TOKYO: Japan is facing a changing world of tariffs, artificial intelligence, and a potentially existential threat to its number one export. Yet its approaching election seems set to be dominated by a rehash of a decades-old debate.
Consumption tax, first introduced in 1989 and raised over the years to its current maximum rate of 10 per cent, is shaping up to be the major theme of July’s upper house election – a poll that will determine the fate of embattled Prime Minister Shigeru Ishiba and his minority government.
With the public unhappy with persistent inflation, most recently in the form of a record surge in rice prices, Ishiba’s rivals are lining up with spurious proposals to cut the sales tax or eliminate it entirely.
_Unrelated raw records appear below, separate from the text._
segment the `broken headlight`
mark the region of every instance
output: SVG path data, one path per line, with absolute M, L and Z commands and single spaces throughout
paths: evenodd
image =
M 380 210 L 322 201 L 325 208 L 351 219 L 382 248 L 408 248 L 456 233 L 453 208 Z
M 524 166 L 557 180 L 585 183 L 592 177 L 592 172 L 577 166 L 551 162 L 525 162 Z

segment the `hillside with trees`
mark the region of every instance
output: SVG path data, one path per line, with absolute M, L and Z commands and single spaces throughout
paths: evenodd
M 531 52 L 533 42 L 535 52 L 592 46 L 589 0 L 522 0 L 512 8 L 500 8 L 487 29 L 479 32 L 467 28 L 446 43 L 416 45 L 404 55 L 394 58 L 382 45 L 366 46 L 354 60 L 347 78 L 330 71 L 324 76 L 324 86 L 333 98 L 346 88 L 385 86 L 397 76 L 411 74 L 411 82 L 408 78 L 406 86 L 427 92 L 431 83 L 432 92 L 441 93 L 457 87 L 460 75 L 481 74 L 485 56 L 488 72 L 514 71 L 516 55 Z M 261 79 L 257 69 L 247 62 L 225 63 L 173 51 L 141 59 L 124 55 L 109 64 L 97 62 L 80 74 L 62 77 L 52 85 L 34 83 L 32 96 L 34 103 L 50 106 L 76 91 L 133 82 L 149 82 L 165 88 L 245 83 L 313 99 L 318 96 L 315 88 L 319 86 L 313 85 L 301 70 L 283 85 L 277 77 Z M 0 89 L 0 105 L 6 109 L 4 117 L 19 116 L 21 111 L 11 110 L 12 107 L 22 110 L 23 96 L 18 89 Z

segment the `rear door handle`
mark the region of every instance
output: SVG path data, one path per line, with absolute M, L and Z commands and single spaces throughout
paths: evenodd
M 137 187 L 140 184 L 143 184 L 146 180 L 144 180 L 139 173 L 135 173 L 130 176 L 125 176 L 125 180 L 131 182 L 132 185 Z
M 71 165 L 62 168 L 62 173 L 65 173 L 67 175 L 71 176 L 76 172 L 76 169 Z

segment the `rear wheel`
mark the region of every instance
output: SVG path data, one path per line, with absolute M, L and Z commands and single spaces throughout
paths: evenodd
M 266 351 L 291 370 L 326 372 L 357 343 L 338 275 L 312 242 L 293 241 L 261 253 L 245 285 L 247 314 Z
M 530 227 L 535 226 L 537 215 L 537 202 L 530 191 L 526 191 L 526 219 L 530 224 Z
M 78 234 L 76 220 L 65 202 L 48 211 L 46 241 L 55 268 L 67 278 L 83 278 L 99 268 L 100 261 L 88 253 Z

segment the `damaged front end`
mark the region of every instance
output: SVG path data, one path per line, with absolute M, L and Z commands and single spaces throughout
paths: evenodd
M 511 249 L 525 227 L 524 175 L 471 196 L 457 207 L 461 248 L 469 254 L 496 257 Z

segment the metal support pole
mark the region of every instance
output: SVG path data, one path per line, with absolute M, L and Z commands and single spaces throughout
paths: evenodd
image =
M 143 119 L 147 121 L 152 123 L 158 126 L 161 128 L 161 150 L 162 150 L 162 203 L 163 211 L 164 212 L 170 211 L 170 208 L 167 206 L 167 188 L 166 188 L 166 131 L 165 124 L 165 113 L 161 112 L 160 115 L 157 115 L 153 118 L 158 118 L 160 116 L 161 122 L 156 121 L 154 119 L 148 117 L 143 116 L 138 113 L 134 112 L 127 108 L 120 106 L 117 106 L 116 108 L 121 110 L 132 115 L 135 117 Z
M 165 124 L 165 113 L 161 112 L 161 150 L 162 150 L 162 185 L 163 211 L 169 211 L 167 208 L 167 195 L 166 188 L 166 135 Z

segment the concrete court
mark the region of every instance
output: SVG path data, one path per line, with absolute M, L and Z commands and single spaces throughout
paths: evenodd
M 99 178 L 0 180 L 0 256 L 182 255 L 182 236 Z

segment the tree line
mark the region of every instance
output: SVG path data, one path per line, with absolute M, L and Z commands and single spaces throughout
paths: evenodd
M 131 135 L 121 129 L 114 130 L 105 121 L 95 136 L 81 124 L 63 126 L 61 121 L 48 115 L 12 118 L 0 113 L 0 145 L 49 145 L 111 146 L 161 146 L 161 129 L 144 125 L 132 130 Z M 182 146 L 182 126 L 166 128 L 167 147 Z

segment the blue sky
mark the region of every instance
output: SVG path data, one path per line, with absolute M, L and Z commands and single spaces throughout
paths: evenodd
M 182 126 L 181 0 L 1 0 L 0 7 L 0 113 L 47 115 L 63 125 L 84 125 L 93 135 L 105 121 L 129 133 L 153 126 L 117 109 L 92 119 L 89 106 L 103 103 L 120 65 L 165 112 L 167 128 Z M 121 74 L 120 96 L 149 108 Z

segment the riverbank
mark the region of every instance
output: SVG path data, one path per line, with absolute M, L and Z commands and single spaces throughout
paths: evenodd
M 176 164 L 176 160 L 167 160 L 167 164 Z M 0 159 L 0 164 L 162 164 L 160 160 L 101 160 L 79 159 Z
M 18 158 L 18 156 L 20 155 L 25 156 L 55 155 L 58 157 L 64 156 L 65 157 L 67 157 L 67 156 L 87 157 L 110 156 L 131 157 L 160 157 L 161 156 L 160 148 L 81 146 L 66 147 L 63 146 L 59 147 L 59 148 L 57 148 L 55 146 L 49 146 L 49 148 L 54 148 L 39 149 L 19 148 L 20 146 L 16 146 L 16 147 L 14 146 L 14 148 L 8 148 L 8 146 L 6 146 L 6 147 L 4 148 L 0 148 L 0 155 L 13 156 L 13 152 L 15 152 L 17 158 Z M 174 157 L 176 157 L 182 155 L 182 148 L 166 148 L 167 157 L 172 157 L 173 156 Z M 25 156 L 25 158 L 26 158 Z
He has pushed back, arguing that Japan’s fiscal situation puts it in no position to reduce revenues. Japan’s “fiscal situation is undoubtedly extremely poor, worse than Greece’s,” he told parliament on Monday.
While the comparison is unwise, and helped to push up bond yields, it’s true that the country is in no position to be cutting taxes. Calls to do so should be ignored – Japan doesn’t have time to relitigate this staid discussion.
DEMON’S GATE
Arguments over the levy are so persistent that it’s long been described in media coverage as kimon, a phrase that literally translates as a “demon’s gate” – from the ancient superstition that entrances facing northeast are unlucky as they allow evil spirits to enter – and refers in this context to a sticky problem or potential landmine.
It has led to the collapse of governments and been blamed for triggering recessions.
The issue overshadowed almost the entirety of Shinzo Abe’s record-breaking premiership; and it so divided the now-defunct Democratic Party of Japan that opposition to the ruling party remains fragmented to this day, helping Ishiba’s Liberal Democratic Party stay in power despite widespread public dissatisfaction.